I am trying to come up with an algorithm that identififies if a string is part of the text content of an element or is it part of the element attributes.
For example:
<a class="tag tag-red-dark" href="/keywords?q=PARTOFATTRIBUTE"> Found TEXTCONTENT </a>
If you perform regex on TEXTCONTENT
or PARTOFATTRIBUTE
, you can run this algorithm to check if they are part of the text or part of the attributes:
MatchCollection matches = Regex.Matches(html, @"(?i)TEXTCONTENT");
for (int i = matches.Count-1; i >= 0 ; i--){
Match m = matches[i];
int currentIndex = m.Index;
bool isTextContent = false;
while (html[currentIndex] != '<'){
currentIndex--;
if (html[currentIndex] == '>'){
isTextContent = true;
break;
}
}
if (isTextContent){
// do something with text content
}else{
// do something with attribute
}
}
But the algorithm is fragile. If your html looks like this:
<a class="tag tag-red-dark" title="a>b" href="/keywords?q=PARTOFATTRIBUTE"> Found TEXTCONTENT </a>
PARTOFATTRIBUTE will be recognized as text, which is not.

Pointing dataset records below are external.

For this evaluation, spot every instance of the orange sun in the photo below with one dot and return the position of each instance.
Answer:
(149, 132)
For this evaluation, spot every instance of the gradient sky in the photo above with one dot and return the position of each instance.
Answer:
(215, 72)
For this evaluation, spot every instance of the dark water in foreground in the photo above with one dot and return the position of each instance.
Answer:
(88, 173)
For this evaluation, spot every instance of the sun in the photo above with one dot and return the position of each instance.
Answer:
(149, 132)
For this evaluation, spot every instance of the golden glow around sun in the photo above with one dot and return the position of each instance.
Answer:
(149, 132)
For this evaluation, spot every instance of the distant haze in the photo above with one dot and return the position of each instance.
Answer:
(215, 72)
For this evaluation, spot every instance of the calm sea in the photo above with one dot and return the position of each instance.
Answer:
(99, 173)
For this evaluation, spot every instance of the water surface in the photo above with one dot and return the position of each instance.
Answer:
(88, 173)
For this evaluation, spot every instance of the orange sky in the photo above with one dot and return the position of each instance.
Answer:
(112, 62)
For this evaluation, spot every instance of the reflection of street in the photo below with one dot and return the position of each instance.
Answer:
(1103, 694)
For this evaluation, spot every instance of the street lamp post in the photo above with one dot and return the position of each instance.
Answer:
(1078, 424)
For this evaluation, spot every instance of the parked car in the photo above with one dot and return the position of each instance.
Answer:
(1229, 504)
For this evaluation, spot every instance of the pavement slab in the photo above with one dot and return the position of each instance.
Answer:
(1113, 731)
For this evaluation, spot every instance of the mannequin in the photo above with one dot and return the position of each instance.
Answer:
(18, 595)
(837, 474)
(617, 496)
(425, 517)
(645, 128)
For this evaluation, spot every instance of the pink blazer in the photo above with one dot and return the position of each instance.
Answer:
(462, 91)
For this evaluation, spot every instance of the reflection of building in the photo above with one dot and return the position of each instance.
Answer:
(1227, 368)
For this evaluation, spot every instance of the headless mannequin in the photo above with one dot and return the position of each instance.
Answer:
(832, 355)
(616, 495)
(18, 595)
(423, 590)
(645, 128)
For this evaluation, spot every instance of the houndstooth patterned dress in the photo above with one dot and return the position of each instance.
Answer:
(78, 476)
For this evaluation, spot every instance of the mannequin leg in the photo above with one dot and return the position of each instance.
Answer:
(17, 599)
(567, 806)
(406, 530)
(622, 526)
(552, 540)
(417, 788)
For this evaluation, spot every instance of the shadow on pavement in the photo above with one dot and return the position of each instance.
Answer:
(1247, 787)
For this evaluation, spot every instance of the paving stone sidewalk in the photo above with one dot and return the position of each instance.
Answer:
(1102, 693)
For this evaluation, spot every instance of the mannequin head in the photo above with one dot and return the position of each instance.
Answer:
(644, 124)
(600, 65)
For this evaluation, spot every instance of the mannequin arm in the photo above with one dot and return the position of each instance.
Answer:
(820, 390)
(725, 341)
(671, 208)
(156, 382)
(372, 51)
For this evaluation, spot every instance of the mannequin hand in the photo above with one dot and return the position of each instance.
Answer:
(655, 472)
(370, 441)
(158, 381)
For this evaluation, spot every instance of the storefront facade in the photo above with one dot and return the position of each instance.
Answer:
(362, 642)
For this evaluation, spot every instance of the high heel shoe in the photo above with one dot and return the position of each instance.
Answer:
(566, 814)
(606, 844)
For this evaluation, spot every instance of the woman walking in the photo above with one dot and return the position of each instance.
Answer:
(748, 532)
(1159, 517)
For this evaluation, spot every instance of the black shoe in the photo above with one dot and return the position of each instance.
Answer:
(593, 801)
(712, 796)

Moreover, you could also have text with < in it, which makes the algorithm think that it found attribute:
<a class="tag tag-red-dark" title="a>b" href="/keywords?q=PARTOFATTRIBUTE"> < Found TEXTCONTENT </a>
Placing < in text without escaping is invalid html which i would like to handle. Placing > in attributes is on the other hand valid. Is it possible to determine if the selected string is part of attributes of text content solely based on the environment in which it is placed?